(Bozeman, MT - November 29, 2017) - Most people associate polar bears and melting sea ice with the words “global warming” and “climate change.” Because of this polar bears have become a favorite target of climate-change deniers, who falsely claim Arctic sea ice loss isn’t happening or does not pose a threat to polar bears.
In a new paper published today in BioScience, a diverse team of scientists examines the misinformation about polar bears circulated in Internet blogs. Led by Jeff Harvey of the Netherlands Institute for Ecology and the Free University of Amsterdam, the paper includes perspectives from disciplines including climate change, polar bears, basic ecology, and the methods behind deliberate miscommunication. It examines why climate change-deniers choose to focus on polar bears, how they succeed in confusing the public, and what scientists can do to combat that confusion.
“Just as the tobacco industry spawned confusion about the link between smoking and cancer, so do climate-change-denying bloggers try to confuse the public about the science of global warming,” said Dr. Steven C. Amstrup, chief scientist at Polar Bears International, who co-authored the paper. “By denying the impacts of human-caused climate change on polar bears, these bloggers hope to use polar bears to cast doubt on global warming itself. Unfortunately, social media makes it easy to amplify misinformation; and many readers believe and trust false claims without questioning or verification.”
In science, facts are pieces of information consistently supported by physical principles and available evidence. In the case of polar bears, the facts are clear; they need sea ice to catch their seal prey, and human-caused global warming is melting the ice. By suggesting doubt about the science behind those truths, bloggers reinforce a “consensus gap” or chasm between public understanding and scientific evidence.
This study evaluated 90 blogs featuring polar bears and sea ice, using framing analysis to examine how the authors present material to readers. The analysis showed that the blogs fell into two camps, science-based or science-denying, with virtually none in the middle. The science-based blogs provided evidence and context, while denier blogs often removed context, misinterpreted examples, or resorted to attacks on the scientists.
The authors found that approximately 80% of the denier blogs attempting to cast doubt on threats to polar bears relied for their information on a blog called Polar Bear Science, by Susan Crockford. Significantly, as of this writing, Crockford has neither conducted any original research on polar bears nor published any articles focused on them in the peer-reviewed literature. Despite her lack of credentials, the Global Warming Policy Foundation, a climate-change denying “think tank,” describes her as “an expert on polar bear evolution” and publishes many of her notes and “briefings” as if they represent science.
In spite of the name Polar Bear Science, Crockford’s blog omits and misrepresents scientific findings about polar bears and sea ice—promoting uncertainty with partial research outcomes, cherry-picked data, and obvious falsehoods. She also attempts to sow distrust of science, with false accusations against scientists.
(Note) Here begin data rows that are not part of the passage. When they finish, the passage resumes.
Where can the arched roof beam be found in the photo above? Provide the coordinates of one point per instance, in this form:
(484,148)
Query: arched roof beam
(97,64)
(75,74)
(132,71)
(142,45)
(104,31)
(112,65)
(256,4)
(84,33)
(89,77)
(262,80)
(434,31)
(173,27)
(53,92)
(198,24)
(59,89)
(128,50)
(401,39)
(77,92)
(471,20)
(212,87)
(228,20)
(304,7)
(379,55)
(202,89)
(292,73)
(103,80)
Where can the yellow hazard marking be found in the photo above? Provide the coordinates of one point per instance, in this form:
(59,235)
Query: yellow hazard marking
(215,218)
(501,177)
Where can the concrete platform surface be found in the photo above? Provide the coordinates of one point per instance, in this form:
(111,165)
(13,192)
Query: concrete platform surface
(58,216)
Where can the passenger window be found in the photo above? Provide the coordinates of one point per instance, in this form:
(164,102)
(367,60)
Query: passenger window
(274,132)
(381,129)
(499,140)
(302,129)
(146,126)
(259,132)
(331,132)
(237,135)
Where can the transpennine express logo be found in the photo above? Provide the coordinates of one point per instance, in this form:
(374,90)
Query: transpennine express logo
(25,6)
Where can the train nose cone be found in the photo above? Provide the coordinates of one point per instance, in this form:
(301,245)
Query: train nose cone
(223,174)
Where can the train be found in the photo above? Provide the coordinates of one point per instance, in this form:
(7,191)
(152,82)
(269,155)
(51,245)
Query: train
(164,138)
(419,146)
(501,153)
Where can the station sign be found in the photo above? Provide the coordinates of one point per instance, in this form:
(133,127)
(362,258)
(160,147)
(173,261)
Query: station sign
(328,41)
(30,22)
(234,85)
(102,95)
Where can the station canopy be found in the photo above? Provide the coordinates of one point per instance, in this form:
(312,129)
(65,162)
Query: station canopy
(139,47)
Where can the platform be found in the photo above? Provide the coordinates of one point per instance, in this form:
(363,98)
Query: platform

Although most citizens around the world support action on climate change and accept the scientific evidence, an echo-chamber of denial continues in the blogosphere and in the real world. To combat this, the authors conclude that scientists must more effectively engage with the general public—providing information in lay terms, through the blogosphere and media channels. They also advise readers on ways to evaluate what they hear or read.
Mark Twain’s famous statement, “A lie can travel halfway around the world while the truth is putting on its shoes,” is more apt than ever in our current electronic age. With so much at stake, from human-caused climate change—for polar bears and for all of us—it’s important to recognize that facts matter, evidence matters, and the peer-review process matters. This new paper clarifies those truths.